Neptune is a technology designed for line pipe, field joint and subsea architecture. Its temperature performance ranges from -40°C (-40°F) to 160°C (320°F) during both installation and use at depths of up to 4,000 metres.

Unlike other coatings which need as much as up to seven layers to provide pipelines with corrosive and thermal protection, Neptune requires only two, a fusion-bonded epoxy anti-corrosion coating and an insulation coating made of hybrid polyether thermoset material.

“Market knowledge, chemistry expertise and innovation capabilities of Dow - combined with the application expertise of the coaters with whom we have collaborated - have enabled us to deliver a flow assurance wet insulation solution with the widest temperature range available on the market today,” Ryan added.

Magma Global’s m-pipe to replace steel and un-bonded flexible pipes

Also in the pipeline technology sector, UK-based pipe manufacturer Magma Global this year launched m-pipe, a carbon and polymer pipe for riser and subsea applications. The new technology was announced at the Offshore Technology Conference (OTC) held in Houston, Texas between 30 April and 3 May.

M-pipe is a new technology which meets the needs of operators experiencing issues with steel and un-bonded flexible pipes. It boasts a light weight/high strength performance, according to Magma, as it has 10 per cent of the weight in water of its steel or un-bonded flexible counterparts; a smoother internal surface; a thermal conductivity which is ten times lower than that of steel; and better erosion resistance compared to steel.

M-pipe also has a high fatigue capacity unaffected by sour service, in addition to corrosion resistance to seawater and CO2, as well as a high temperature operation of up to 198°C (390°F).

“[M-pipe’s] weight and high resistance to fatigue and corrosion solve many of the problems that riser designers are currently struggling to accommodate with current steel and flexible solutions,” said 2H Offshore’s principal director Steve Hatton during OTC. “I believe the new technology developed by Magma will reduce risk and installed cost of riser systems - the time has finally come for the use of this type of material in the offshore industry.”

DNV’s X-Stream, a new deepwater pipeline concept

In other pipeline technological news, marine classification society and risk manager DNV announced this year its latest deepwater pipeline concept, X-Stream. X-Stream can reduce both the pipeline wall thickness and time spent on welding and installation compared to current deep-water gas pipelines.
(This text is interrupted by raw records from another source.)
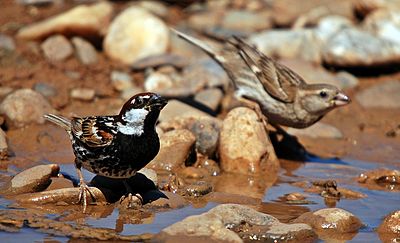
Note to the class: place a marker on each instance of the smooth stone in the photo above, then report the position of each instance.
(318, 130)
(57, 48)
(85, 51)
(176, 108)
(176, 150)
(332, 219)
(289, 44)
(244, 146)
(381, 95)
(31, 180)
(82, 20)
(135, 33)
(6, 43)
(18, 108)
(121, 80)
(351, 47)
(210, 97)
(85, 94)
(3, 145)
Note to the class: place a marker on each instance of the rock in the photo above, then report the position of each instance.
(354, 48)
(3, 145)
(83, 20)
(385, 24)
(45, 89)
(135, 34)
(31, 180)
(245, 21)
(176, 150)
(391, 223)
(244, 145)
(220, 224)
(121, 80)
(197, 189)
(318, 130)
(289, 44)
(332, 219)
(64, 196)
(18, 108)
(160, 60)
(205, 128)
(57, 48)
(176, 108)
(85, 51)
(381, 95)
(210, 97)
(85, 94)
(6, 43)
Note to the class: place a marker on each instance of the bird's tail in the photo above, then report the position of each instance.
(59, 120)
(202, 45)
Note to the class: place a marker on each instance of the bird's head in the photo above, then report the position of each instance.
(141, 111)
(319, 99)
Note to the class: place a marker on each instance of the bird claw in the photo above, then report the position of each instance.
(133, 201)
(83, 191)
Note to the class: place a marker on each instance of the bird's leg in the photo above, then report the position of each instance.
(83, 188)
(255, 107)
(129, 196)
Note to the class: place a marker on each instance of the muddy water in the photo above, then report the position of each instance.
(370, 210)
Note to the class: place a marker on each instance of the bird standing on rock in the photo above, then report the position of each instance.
(115, 146)
(271, 88)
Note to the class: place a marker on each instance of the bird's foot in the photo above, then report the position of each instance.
(131, 201)
(84, 190)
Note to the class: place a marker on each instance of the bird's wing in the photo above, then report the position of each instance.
(92, 131)
(279, 81)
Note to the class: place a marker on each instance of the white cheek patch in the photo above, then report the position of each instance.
(134, 120)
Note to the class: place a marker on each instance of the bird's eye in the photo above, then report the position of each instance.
(323, 94)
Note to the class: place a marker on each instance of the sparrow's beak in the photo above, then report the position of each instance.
(341, 99)
(157, 102)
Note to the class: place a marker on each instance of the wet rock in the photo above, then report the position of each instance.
(332, 219)
(83, 20)
(318, 130)
(197, 189)
(6, 43)
(85, 51)
(382, 95)
(64, 196)
(124, 44)
(121, 80)
(176, 150)
(160, 60)
(391, 224)
(244, 144)
(3, 145)
(45, 89)
(176, 108)
(85, 94)
(57, 48)
(210, 97)
(288, 44)
(245, 21)
(193, 173)
(385, 24)
(18, 108)
(34, 179)
(354, 48)
(381, 178)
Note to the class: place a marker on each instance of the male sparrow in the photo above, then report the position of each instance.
(115, 146)
(272, 88)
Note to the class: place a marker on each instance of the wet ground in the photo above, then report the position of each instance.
(365, 146)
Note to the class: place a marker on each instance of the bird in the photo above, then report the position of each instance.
(115, 146)
(273, 90)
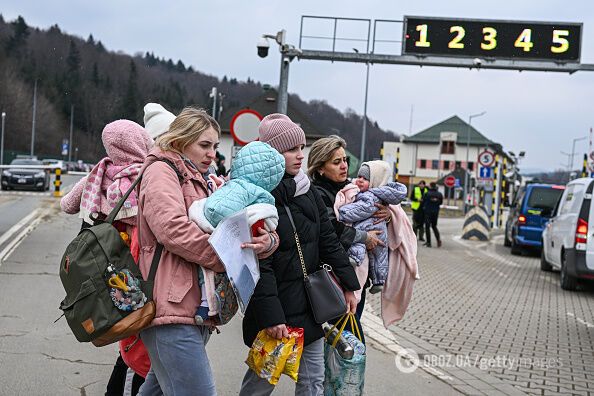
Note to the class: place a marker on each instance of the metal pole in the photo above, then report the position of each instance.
(71, 129)
(364, 134)
(283, 86)
(33, 123)
(2, 140)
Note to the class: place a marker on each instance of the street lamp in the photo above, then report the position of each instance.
(2, 140)
(467, 174)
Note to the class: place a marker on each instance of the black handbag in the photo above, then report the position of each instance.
(325, 295)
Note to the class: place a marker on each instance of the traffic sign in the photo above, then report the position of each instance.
(486, 158)
(449, 181)
(485, 172)
(244, 126)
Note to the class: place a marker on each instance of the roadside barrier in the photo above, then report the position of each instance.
(58, 183)
(476, 225)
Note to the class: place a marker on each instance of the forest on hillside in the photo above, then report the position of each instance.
(99, 85)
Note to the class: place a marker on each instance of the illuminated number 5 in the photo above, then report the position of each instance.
(524, 40)
(422, 37)
(490, 34)
(562, 41)
(460, 33)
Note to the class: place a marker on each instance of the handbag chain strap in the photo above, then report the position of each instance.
(297, 242)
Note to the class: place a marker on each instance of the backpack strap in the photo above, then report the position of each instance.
(159, 248)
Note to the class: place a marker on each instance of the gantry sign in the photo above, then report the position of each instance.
(449, 42)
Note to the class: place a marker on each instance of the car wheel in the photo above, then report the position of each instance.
(568, 282)
(544, 264)
(516, 249)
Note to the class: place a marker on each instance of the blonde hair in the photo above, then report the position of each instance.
(187, 127)
(321, 152)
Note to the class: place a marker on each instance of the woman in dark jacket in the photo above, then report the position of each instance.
(328, 169)
(280, 299)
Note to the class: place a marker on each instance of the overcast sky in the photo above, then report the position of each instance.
(538, 112)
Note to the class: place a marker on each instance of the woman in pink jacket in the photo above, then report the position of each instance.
(176, 346)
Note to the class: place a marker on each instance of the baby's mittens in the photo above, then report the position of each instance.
(196, 214)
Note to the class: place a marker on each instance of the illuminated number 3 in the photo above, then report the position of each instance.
(490, 38)
(422, 37)
(460, 33)
(562, 41)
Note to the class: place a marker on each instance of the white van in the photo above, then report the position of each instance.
(568, 238)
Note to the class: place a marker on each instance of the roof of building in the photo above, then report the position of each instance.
(452, 124)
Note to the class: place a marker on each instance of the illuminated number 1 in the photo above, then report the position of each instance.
(460, 33)
(422, 37)
(524, 40)
(562, 41)
(490, 38)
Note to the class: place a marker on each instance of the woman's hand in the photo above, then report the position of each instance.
(264, 245)
(278, 331)
(373, 240)
(383, 213)
(351, 301)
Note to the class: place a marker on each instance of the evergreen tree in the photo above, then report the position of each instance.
(130, 100)
(19, 36)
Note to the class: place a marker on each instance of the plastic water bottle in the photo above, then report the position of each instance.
(345, 350)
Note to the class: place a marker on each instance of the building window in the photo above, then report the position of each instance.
(448, 147)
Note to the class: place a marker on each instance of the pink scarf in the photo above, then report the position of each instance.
(105, 186)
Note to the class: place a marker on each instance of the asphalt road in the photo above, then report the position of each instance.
(40, 357)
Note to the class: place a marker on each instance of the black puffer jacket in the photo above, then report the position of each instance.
(280, 295)
(328, 190)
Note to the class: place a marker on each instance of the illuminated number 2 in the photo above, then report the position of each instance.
(562, 41)
(460, 33)
(422, 37)
(490, 38)
(524, 40)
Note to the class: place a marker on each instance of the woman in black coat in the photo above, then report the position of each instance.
(328, 169)
(280, 299)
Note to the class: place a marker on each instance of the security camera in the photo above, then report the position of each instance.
(263, 47)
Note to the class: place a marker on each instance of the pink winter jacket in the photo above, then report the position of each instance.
(163, 217)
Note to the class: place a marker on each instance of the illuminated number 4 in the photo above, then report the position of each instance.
(524, 40)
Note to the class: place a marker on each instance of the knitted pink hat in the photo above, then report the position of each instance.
(280, 132)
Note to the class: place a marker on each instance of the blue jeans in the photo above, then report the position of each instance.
(310, 381)
(179, 364)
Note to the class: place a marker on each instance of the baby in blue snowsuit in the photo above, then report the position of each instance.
(374, 188)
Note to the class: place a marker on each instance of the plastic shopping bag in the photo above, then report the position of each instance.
(344, 377)
(269, 357)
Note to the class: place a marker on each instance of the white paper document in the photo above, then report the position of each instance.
(241, 264)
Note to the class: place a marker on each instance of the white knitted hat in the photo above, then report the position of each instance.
(157, 119)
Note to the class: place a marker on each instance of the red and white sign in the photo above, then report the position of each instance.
(244, 126)
(486, 158)
(449, 181)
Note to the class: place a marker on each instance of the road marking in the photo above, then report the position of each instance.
(580, 320)
(12, 245)
(18, 226)
(481, 248)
“By further qualifying the X-Stream concept, huge financial savings can be made for long distance, deepwater gas pipelines without compromising pipeline safety and integrity,” said DNV CEO Henrik Madsen, who announced the news at a January press briefing in London.

“Typically, for a gas pipeline in water depths of 2,500m, the wall thickness reduction can be 25 to 30 per cent compared to traditional designs,” DNV said in its written announcement of X-Stream in January.
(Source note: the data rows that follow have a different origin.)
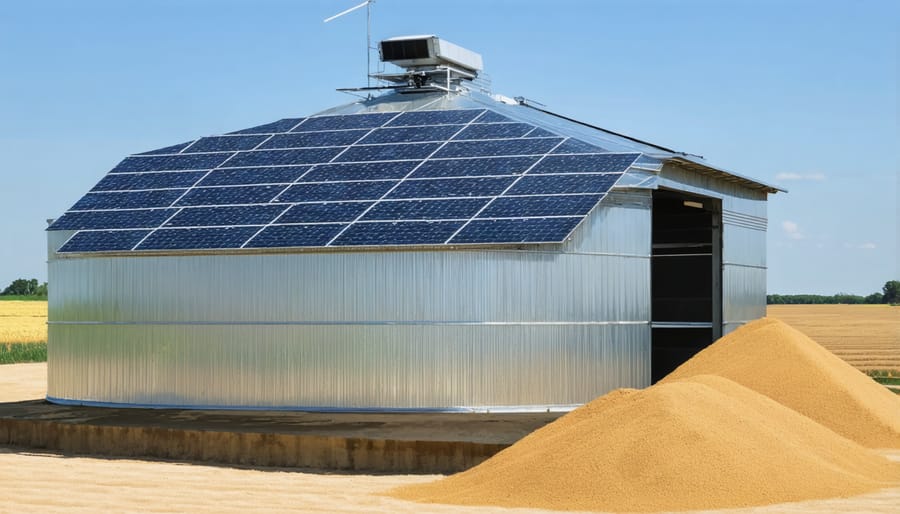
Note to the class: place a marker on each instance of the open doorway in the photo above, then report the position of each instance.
(686, 264)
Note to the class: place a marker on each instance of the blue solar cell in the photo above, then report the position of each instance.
(225, 143)
(227, 215)
(539, 132)
(450, 187)
(153, 180)
(103, 240)
(528, 230)
(397, 233)
(596, 163)
(561, 184)
(435, 117)
(577, 146)
(282, 236)
(388, 152)
(128, 200)
(498, 147)
(360, 171)
(345, 121)
(494, 131)
(141, 218)
(458, 208)
(312, 139)
(474, 167)
(323, 212)
(168, 149)
(411, 134)
(171, 163)
(527, 206)
(199, 238)
(336, 191)
(230, 195)
(490, 116)
(271, 128)
(243, 176)
(283, 157)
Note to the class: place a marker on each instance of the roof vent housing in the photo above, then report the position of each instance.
(418, 51)
(431, 63)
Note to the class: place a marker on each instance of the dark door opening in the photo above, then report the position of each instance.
(686, 278)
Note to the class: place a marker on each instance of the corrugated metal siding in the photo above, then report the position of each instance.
(429, 367)
(743, 239)
(435, 330)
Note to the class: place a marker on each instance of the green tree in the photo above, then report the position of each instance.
(25, 287)
(891, 291)
(875, 298)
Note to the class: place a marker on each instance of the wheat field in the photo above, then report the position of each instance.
(23, 322)
(866, 336)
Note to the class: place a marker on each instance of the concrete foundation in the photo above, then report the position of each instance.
(366, 442)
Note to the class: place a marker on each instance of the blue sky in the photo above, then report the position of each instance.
(802, 94)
X-Stream is able to constantly control the pressure differential between the pipeline’s inner and outer pressures, DNV said. According to the firm, this makes it “easier” and “cheaper” to manufacture and install the pipeline.

“By utilising an inverted High Pressure Protection System - i-HIPPS - and inverted Double Block and Bleed valves - i-DBB - the system immediately and effectively isolates the deep-water pipe if the pressure starts to fall,” said DNV global pipeline director Asle Venås at X-Stream's January launch in London.

During the operation, the i-HIPPS and i-DBB systems regulate the pipeline’s internal pressure so as to prevent it from dropping below the collapse pressure.

DNV headed a team of engineers in Rio de Janeiro to develop the X-Stream concept.
The DNV study is still a concept study, and as such a basic and detailed design will need to be carried out before the X-Stream is actually put on wheels, the firm also said.